YANBU to expect an apology and for MIL to draw a line under it and move on. She has overstepped the mark in organizing something that is the responsibility of the parents if they wish to do so.
But...... I do think YABU to limit contact and only allow supervised visits. Your DD will come into contact with all kinds of people in her lifetime, with many different opinions on religion, politics etc, and she should be able to make up her own mind based on the information she has available to her. You can't shield her from their influence just because you don't agree with it. You are non-religious and that is your choice, same for you DH. Your DD should be allowed the same courtesy. You would absolutely be reasonable to answer any questions she may have when she gets older, but equally you have to expect she might ask questions of her grandparents too.
My own DM is religious, but I'm not christened and none of my siblings are. She believes that it is a decision that you make as an adult, because you need to fully understand the meaning of it. I was never pushed into it, although I did attend Sunday school and had a church school education, but neither me or any of my siblings have ever felt the need to get christened or confirmed. I can't tell you if I believe or not, because to be honest I don't really know, but either way I don't feel my life is missing anything because of that. I'm happy as I am.
Trust that your DD will grow up to be an intelligent individual who can make her own mind up - whatever that may be. Just let her know that you are always available to answer her questions whatever they may be, and likewise she can ask her grandparents too.
YANBU - she has really overstepped. Its very disrespectful. I think it may not be the path to happiness to demand and apology TBH (though your certainly right that she should) - but to have your DH advise calmly that the matter is closed, she is damaging her relationship with you and that you both will be raising your DD with an open mind but in accordance with your values as all parents do.

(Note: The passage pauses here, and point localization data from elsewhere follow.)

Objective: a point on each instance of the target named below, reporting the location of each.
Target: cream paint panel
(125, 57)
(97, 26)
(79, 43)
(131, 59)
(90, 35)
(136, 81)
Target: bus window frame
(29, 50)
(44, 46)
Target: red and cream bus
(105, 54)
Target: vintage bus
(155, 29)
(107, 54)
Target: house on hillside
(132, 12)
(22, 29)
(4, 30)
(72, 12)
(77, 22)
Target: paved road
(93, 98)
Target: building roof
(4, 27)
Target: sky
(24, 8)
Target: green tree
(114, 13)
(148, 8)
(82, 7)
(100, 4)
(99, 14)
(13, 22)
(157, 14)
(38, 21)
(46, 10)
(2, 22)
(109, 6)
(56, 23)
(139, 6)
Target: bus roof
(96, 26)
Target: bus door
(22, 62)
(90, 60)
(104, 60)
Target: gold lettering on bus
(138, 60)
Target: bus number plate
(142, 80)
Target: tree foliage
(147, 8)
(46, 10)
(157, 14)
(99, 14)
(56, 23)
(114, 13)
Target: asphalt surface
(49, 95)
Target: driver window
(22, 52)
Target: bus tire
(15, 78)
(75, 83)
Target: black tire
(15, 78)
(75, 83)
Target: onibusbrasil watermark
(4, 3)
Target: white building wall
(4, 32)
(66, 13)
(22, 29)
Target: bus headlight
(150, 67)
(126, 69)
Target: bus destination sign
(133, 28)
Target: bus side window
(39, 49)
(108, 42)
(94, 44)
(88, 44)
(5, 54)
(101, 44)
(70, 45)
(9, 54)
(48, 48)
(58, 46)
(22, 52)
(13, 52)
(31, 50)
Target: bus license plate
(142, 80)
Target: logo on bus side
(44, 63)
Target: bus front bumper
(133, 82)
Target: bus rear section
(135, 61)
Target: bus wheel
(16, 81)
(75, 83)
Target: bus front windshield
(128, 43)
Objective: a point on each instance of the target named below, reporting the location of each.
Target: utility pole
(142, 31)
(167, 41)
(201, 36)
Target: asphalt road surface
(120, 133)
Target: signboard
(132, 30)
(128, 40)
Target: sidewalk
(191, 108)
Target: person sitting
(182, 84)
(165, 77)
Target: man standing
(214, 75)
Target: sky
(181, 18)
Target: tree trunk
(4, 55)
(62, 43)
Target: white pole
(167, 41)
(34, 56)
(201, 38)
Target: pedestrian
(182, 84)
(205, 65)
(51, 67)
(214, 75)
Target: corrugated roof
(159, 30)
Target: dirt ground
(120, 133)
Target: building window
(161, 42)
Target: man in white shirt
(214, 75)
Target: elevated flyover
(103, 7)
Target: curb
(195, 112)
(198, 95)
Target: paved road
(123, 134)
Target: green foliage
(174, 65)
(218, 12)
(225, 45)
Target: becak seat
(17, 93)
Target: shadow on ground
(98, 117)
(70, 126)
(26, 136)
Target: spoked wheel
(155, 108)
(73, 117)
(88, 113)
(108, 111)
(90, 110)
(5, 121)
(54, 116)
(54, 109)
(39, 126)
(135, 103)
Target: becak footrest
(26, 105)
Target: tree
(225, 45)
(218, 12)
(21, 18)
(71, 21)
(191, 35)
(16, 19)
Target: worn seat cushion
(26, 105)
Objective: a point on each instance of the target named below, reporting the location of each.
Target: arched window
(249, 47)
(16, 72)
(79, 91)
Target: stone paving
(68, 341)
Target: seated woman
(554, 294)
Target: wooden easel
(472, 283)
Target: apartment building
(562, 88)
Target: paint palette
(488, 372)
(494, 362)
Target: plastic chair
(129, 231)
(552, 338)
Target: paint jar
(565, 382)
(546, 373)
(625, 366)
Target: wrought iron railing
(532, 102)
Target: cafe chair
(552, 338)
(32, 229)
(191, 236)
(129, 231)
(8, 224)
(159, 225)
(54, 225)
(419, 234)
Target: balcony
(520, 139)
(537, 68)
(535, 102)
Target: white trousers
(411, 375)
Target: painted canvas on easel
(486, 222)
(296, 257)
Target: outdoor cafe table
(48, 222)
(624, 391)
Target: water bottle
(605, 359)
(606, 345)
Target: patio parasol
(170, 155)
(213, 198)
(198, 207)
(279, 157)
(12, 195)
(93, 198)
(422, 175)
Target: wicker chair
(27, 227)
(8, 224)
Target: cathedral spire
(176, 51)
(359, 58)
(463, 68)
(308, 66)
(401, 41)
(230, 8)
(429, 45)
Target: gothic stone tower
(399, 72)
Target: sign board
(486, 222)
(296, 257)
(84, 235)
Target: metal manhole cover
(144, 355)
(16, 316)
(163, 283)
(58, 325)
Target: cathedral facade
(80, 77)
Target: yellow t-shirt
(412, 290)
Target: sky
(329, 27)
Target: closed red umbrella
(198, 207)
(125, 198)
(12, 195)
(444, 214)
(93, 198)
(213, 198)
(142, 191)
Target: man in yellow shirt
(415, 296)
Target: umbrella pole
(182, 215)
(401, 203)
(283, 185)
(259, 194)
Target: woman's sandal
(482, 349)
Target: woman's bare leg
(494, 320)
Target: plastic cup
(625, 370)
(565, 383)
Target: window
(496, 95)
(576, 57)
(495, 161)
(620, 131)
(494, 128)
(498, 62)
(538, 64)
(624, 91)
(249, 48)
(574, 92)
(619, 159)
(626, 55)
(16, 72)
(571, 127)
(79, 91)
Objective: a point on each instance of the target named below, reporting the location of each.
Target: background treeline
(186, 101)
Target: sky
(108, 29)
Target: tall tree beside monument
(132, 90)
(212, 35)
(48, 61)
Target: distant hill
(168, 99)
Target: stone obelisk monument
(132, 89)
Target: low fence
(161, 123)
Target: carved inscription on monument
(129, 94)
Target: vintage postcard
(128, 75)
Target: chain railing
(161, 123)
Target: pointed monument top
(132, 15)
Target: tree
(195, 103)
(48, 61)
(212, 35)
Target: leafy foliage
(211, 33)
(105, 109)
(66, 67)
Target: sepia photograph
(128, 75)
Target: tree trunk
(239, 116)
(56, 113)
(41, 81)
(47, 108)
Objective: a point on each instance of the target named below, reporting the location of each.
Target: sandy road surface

I empathize. I am an atheist but was raised a Catholic. I've never felt the need to discuss my adult personal beliefs with my mother and was unprepared for the matter to come up when she asked about Christening the children. She was upset when I told her we were not going to but dropped it. Then this Christmas we had a very awkward and brief conversation where she asked me out of the blue what we were telling our eldest about Jesus. Um, erm.....I was caught off guard. I told her we are okay with the religious stories being introduced as stories but not as factual events which clearly made her very unhappy but the subject was dropped. I know we are going to have to have a bum-clenching uncomfortable conversation about it at some point. As its going to come up more and more as the kids get older.
I feel bad for my mum, who I get only cares about their souls and all that. From her perspective it must be a bit mortifying. I try to be empathetic because it must be frightening for her as it is trying for me.
I'm a Christian. I don't believe in christening. I absolutely don't believe in christening by people who don't have faith. Adults choose whether to follow a faith. Babies don't. Your MIL is behaving appallingly and without any concern for your feelings. I'd write and tell her she's not demonstrating Christian behaviour
yanbu re mil, but its unclear what fil has actually done...... other than be a vicar
As my username says. I would cancel the naming ceremony tbh as she is a loose cannon and can't be trusted. I also work with a priest who says grandparents are constantly asking him to secretly baptise children. When he says no they do it themselves. Your mil is so far over the line she can't see it. I would never leave her alone with my children.